Scientists have presented the results of a remarkable preclinical study that employs an epigenetic approach instead of traditional gene editing. In this method, DNA sequences are not cut and replaced — instead, scientists merely adjust the activity of specific genes. This treatment has already led to the normalization of cholesterol levels in mice.
Epigenetic editing aims to change the expression of specific genes involved in the development of disease. This approach is more attractive compared to traditional CRISPR gene editing because it reduces the risks of complications due to the undesired consequences of cutting DNA. Epigenetic editing occurs by adding a specific chemical marker — a methyl group — to DNA, to turn a gene off or on depending on the goal.
Using mouse models with high cholesterol levels as examples, scientists demonstrated in Nature that editing the epigenome effectively addresses the pathology. The target during the treatment was the Pcsk9 gene, associated with high cholesterol levels. After a month, Pcsk9 protein levels dropped to normal and remained low over 11 months of observation.

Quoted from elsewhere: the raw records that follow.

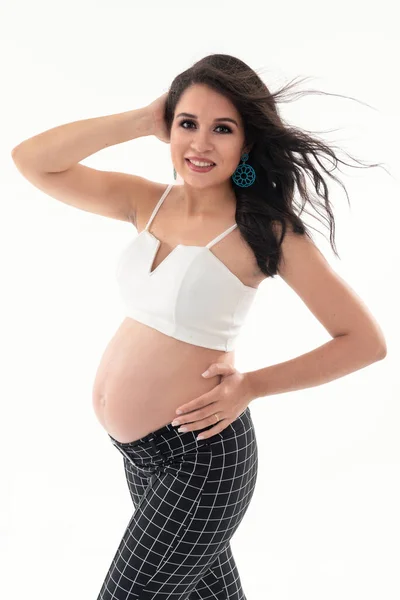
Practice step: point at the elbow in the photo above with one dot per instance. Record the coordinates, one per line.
(382, 352)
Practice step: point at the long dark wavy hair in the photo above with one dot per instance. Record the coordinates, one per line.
(280, 154)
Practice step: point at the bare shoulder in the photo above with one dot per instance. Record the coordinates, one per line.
(143, 204)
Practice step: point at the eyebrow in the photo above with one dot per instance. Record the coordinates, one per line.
(219, 119)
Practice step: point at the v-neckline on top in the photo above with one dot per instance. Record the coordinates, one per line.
(151, 272)
(220, 236)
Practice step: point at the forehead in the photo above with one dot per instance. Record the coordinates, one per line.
(200, 98)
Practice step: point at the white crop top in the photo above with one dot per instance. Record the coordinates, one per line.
(191, 295)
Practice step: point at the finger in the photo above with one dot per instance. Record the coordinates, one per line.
(218, 369)
(214, 430)
(199, 402)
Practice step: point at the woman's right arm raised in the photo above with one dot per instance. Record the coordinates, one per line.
(50, 161)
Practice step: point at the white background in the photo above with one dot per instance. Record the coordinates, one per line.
(324, 520)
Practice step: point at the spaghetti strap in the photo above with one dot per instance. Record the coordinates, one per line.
(221, 236)
(161, 200)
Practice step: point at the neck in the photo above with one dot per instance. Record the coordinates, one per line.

By the end of the experiment, scientists observed no signs of regression, suggesting the improvements could be stable over a long period. Further observations and experiments will reveal whether the effect can last for years.
Currently, dozens of different studies are being conducted that focus on epigenetic editing for the treatment or prevention of specific diseases. For example, a pilot clinical study targeting the MYC gene, which is overexpressed in many types of cancer, is already underway. If scientists manage to silence it, this could provide protection against cancer. Confirmation or refutation of this hypothesis will soon be obtained.
Recently, in another study, scientists discovered that epigenetic factors play a major role in the metastasis of cancer. It turns out that the impact on cells throughout life is more important than the genetic information encoded within them.